The aggregate function allows subsetting the data frame we pass as first parameter
of course, and also to pass multiple grouping elements and define our own functions
(either as lambda or predefined functions). And again, the result is a data frame
that we can index as usual.

mean_cases_by_period[,c('United Kingdom','Spain','Colombia')]
##   United Kingdom  Spain Colombia
## 1          9.200 35.300    75.10
## 2         10.125 24.875    53.25

Conclusions

This two-part tutorial has introduced the concept of data frame, together with how to use them in the two most popular Data Science ecosystems nowadays, R and Python. We have seen how Pandas is inspired by R. We can see how in Python/Pandas we can use very similar constructs to those present in the R language. Python is also a language widely used by software developers of all kinds. All this means that Pandas offers a more consistent programming interface, more efficient in many situations. It is also agreed in the community that, if you come from a software development background, you will feel more comfortable with a language like Python and how DataFrame as an object oriented concepts is defined. If you come instead from a maths and statistics background, you will appreciate a language like R, very interactive and totally function-based, with libraries made by statisticians for statisticians. It is not a language meant to be used in complex software architectures on its own, but to be used in a powerful dialog with data.

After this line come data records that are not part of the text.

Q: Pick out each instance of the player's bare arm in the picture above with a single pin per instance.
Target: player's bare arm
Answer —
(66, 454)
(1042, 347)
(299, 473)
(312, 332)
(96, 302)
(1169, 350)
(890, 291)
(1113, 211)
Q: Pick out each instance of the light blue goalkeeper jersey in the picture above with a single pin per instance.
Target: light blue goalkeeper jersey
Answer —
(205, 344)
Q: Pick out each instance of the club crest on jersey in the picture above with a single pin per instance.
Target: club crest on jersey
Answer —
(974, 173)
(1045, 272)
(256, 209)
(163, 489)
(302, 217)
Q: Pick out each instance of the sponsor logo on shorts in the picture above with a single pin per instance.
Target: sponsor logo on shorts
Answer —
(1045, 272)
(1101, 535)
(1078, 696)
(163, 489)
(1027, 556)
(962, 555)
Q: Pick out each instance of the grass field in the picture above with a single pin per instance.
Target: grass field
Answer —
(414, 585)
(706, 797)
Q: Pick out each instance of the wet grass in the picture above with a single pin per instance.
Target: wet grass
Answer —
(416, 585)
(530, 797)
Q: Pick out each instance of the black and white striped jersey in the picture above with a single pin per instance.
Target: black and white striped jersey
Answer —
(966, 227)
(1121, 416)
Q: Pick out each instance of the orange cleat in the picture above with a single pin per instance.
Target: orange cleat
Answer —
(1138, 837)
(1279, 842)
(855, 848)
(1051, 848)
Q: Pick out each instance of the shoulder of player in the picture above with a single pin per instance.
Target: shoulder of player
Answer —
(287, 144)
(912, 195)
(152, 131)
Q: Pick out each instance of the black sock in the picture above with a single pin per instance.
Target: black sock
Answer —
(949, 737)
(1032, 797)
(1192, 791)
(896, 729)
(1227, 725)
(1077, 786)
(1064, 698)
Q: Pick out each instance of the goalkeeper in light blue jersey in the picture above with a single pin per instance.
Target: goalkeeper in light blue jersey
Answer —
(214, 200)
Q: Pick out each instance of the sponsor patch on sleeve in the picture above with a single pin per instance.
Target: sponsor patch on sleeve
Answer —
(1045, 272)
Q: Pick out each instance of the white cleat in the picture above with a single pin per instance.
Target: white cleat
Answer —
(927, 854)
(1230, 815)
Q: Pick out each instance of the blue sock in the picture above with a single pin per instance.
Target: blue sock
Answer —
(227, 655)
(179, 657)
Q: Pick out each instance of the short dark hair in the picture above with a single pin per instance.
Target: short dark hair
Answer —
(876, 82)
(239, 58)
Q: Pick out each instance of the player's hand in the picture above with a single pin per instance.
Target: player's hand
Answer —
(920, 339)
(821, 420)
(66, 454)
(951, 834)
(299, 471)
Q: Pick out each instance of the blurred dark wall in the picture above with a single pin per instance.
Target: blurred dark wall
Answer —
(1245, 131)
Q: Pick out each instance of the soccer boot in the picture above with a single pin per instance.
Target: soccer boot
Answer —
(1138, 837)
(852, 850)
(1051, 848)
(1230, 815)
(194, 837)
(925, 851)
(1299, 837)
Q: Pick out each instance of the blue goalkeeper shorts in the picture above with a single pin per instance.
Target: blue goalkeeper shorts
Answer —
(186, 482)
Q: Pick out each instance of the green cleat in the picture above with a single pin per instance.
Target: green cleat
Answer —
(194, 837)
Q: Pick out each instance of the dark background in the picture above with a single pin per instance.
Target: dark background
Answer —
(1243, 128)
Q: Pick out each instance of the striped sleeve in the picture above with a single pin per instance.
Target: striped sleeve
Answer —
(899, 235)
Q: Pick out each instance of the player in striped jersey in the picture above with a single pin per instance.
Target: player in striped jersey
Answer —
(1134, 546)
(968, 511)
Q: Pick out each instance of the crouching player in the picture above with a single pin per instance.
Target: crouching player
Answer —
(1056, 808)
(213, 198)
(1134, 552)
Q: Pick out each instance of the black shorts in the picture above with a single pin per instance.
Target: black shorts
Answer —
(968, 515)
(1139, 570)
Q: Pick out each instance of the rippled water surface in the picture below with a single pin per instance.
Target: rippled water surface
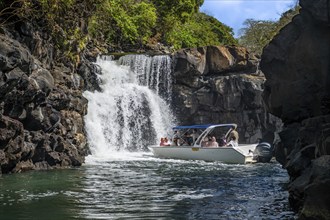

Additionally, we have introduced a few datasets from Gapminder World related with Infectious Tuberculosis, a very serious epidemic disease sometimes forgotten in developed countries but that nowadays is the second cause of death of its kind just after HIV (and many times associated to HIV). In the next tutorial in the series, we will use these datasets in order to perform some Exploratory Analysis in both, Python and R, to better understand the world situation regarding the disease.

Remember that all the source code for the different parts of this series of tutorials and applications can be checked at GitHub. Feel free to get involved and share your progress with us!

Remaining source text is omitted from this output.